Hacker News new | ask | show | jobs
by notahacker 900 days ago
"GPT-4 achieved a success rate of 41 percent, second only to actual humans" also feels like a (much bigger) lie of omission looking at the original paper. GPT4's performance was in the range of 6% to 41%, Eliza's 27% score sat in the upper middle of that range, and considering the bots tested consisted of 8 GPT4 prompts, 2 GPT3.5 prompts and a naive script from the 1960s, GPT4 would have had to be remarkably consistently inhuman not to finish "second only to humans" with its highest scoring prompt

The blog appears to have been updated to specify GPT3.5, but the original version was accurate.

The paper itself is interesting as it covers the limitations (it has big methodological issues), how the GPT prompts attempted to overridei default chatGPT tone and reasons why ELIZA performed surprisingly well (some thought it was so uncooperative, it must be human!) https://arxiv.org/pdf/2310.20216.pdf

3 comments

The example ELIZA responses in the paper are so laughably bad and trivial to pick up, I'm not convinced the human interrogators were sober/conscious/awake during the experiment.
tbf the human side of those conversations isn't much better. I think if someone tried prompt injection hacks on me I'd be tempted to be politely obtuse to troll them right back.

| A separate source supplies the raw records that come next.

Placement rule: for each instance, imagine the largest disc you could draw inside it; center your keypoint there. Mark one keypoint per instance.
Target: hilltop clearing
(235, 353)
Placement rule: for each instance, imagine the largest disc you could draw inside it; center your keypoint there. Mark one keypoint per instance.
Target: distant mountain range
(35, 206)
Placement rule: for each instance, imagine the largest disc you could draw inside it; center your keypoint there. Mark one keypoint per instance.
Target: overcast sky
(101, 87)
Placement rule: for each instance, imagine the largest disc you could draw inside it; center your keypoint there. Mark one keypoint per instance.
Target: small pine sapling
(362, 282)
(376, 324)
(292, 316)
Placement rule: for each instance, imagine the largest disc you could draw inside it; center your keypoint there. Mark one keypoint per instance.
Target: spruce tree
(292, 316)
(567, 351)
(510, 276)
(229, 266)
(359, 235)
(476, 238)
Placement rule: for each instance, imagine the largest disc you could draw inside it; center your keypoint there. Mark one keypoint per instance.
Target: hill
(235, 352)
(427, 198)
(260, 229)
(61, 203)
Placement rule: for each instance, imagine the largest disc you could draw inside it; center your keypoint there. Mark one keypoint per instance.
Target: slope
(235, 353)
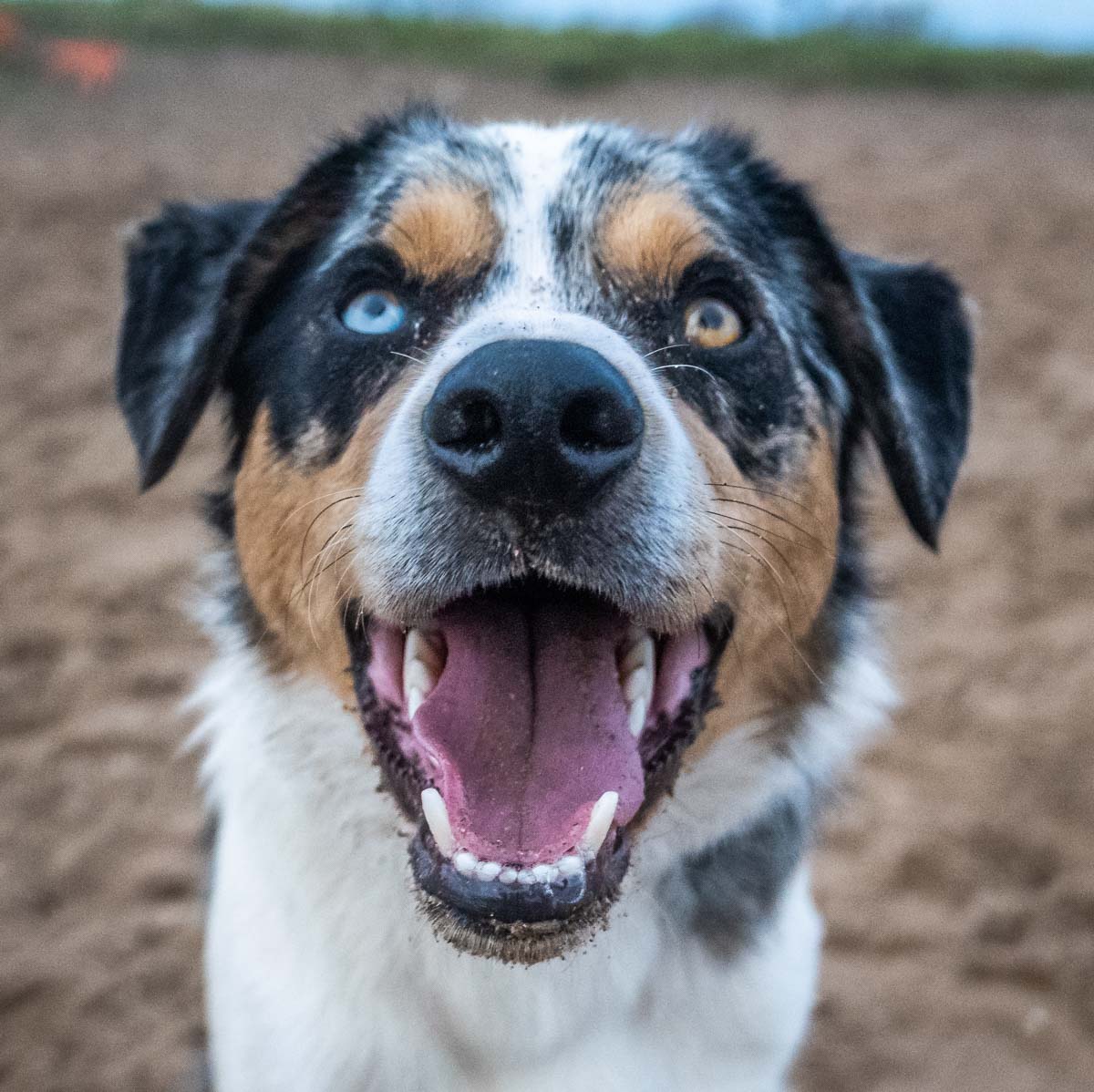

Turing's version involves experts who definitely aren't in the same room waving to each other, but the fundamental problem is it isn't a particularly good test

Is there a name for the reverse Turing test? How can a Python script convince me it's not actually a human?
That's actually the critical part and much more relevant than the exact scores achieved.

According to the linked article, the main reason Eliza got such a pass is because the testers were looking for a ChatGPT-esque giveaway. Long-winded, frightened of controversy, prone to hallucinations.

Which Eliza is not. And (presumably) not being familiar with Eliza, they thought it was another bored human test subject putting in the absolutely bare minimum effort.

Eliza didn't pass for a human - it passed for not-a-LLM.

Yea, It's really hard to get GPT to sound human because the RLHF really wants to let you know it's not a human.

GPT4 + a RLHF that was trained to think it was human would be a much different beast.

Yeah GPT4 is not trained to beat turing test, it is trained to be an AI assistant.

Imagine you take a human and train them to be an AI assistant since they were a baby. I imagine their behaviour would also be very odd compared to average people.

Unfortunately, the paper only provides the text of one of the prompts they used (Juliet) and it happens to be one of the worst performing ones that scored lower than ELIZA. I suppose you could qualify the quote by saying that the best prompt used with GPT-4 had a 41 percent success rate. I don't think that's more of an omission than excluding the GPT model, excluding the prompt used, and ignoring the fact that other GPT models beat ELIZA.